İçeriğe atla

Erken Dünya

Erken Dünya, ilk bir milyar yılında veya gigayılında (Ga, 109y) gevşek bir şekilde olan Dünya olarak tanımlanır.[1] “Erken Dünya”, genç Güneş Sistemindeki yaklaşık 4.55 Ga'daki ilk oluşumundan, Arkeyan devir'deki bir zamana, yaklaşık 3.5 Ga'daki bir zamana kadar, gezegenimizin evriminde yaklaşık olarak ilk gigayılını kapsar.[2] Jeolojik zaman ölçeğinde, bu, tüm Hadean eon'u (yaklaşık 4,6 milyar yıl önce Dünya'nın oluşumuyla başlayan[3]), ayrıca Arkean çağının Eoarchean (4 milyar yıl önce başlayan) ve Paleoarchean (3,6 milyar yıl önce başlayan) dönemlerinin bir kısmını kapsar.

Erken dünya - soluk turuncu nokta

Dünya tarihinin bu dönemi, gezegenin toplanma olarak bilinen bir süreçle güneş bulutsundan oluşumunu içeriyordu. Bu zaman periyodu, yoğun göktaşı bombardımanının yanı sıra, bir dizi magma okyanusu ve çekirdek oluşumu bölümleriyle sonuçlanan Ay'ı oluşturan etki de dahil olmak üzere dev etkileri içeriyordu.[4] Çekirdeğin oluşumundan sonra, bir "geç kaplama" içinde meteoritik veya kuyruklu yıldız materyalinin teslimi, Dünya'ya su ve diğer uçucu bileşikler vermiş olabilir.[5] Bu döneme ait çok az kabuk malzemesi hayatta kalsa da, en eski tarihli örnek, Batı Avustralya'daki Narryer Gneiss Terrane'nin Jack Hills'inde metamorfoza uğramış bir kumtaşı konglomerasında yer alan 4.404 ± 0.008 Ga'lık bir zirkon mineralidir.[6] En erken suprakrustaller (Isua yeşiltaş kuşağı gibi) bu dönemin ikinci yarısına, yaklaşık 3.8 gya'ya, yani Geç Ağır Bombardıman zirvesiyle aynı zamana aittir.

Radyometrik tarihleme ve diğer kaynaklardan elde edilen kanıtlara göre, Dünya yaklaşık 4.54 milyar yıl önce oluştu.[7][8][9] İlk milyar yıl içinde,[10] yaşam okyanuslarında ortaya çıktı ve atmosferini ve yüzeyini etkilemeye başladı, aerobik ve anaerobik organizmaların çoğalmasını teşvik etti.
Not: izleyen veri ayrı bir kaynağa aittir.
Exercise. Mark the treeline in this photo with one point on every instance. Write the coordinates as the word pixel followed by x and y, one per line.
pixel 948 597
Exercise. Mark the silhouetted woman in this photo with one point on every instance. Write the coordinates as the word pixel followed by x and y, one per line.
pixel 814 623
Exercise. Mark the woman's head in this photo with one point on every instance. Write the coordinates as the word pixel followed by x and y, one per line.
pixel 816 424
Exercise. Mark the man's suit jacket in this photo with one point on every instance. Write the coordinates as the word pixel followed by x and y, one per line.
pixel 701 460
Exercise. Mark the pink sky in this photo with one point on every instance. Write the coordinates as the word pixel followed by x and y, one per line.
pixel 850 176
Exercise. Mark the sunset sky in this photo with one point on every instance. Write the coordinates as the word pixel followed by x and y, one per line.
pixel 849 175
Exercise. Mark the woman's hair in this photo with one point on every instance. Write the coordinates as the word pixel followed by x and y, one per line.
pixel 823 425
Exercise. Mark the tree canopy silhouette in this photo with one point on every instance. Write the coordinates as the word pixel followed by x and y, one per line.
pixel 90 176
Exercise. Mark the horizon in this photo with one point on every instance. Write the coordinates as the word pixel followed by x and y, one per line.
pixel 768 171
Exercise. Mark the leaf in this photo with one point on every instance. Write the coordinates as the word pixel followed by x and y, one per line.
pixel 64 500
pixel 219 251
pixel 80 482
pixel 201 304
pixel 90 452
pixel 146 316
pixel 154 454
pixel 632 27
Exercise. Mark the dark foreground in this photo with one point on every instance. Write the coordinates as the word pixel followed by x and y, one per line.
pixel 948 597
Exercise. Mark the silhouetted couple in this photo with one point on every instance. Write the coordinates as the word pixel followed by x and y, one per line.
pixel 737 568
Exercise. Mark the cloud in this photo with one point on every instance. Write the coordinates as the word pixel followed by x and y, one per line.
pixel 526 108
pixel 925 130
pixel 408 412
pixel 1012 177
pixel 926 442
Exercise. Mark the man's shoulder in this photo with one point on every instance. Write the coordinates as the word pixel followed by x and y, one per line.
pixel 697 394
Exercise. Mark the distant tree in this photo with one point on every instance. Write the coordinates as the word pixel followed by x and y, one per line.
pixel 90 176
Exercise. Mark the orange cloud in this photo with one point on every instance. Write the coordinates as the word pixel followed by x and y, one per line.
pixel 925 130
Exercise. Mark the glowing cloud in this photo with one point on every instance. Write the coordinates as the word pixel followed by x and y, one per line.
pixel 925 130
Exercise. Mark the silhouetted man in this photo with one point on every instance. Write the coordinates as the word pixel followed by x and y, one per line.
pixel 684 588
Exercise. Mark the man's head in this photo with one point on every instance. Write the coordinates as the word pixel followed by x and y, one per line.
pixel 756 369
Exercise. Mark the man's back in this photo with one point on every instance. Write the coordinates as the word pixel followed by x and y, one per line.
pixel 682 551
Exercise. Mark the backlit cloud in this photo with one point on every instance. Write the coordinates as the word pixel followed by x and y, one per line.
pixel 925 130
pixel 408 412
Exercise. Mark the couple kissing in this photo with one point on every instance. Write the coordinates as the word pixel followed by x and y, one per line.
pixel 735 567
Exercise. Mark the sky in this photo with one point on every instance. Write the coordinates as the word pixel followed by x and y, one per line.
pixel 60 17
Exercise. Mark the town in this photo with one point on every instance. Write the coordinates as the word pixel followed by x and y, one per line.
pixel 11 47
O zamandan beri, Dünya'nın Güneş'ten uzaklığı, fiziksel özellikleri ve jeolojik geçmişinin birleşimi, yaşamın ortaya çıkmasına, fotosentez geliştirmesine ve daha sonra daha da evrimleşmesine ve gelişmesine izin verdi. Dünyadaki en erken yaşam en az 3.5 milyar yıl önce ortaya çıktı.[11][12][13] Güneybatı Grönland'da keşfedilen 3,7 milyar yıllık metasedimanter kayaçlarda[14] ve Batı Avustralya'da 4,1 milyar yıllık zirkon tanelerinde, biyojenik bir kökene sahip olabilecek grafit , yaşamın daha erken olası kanıtlarını içeriyor.[15][16]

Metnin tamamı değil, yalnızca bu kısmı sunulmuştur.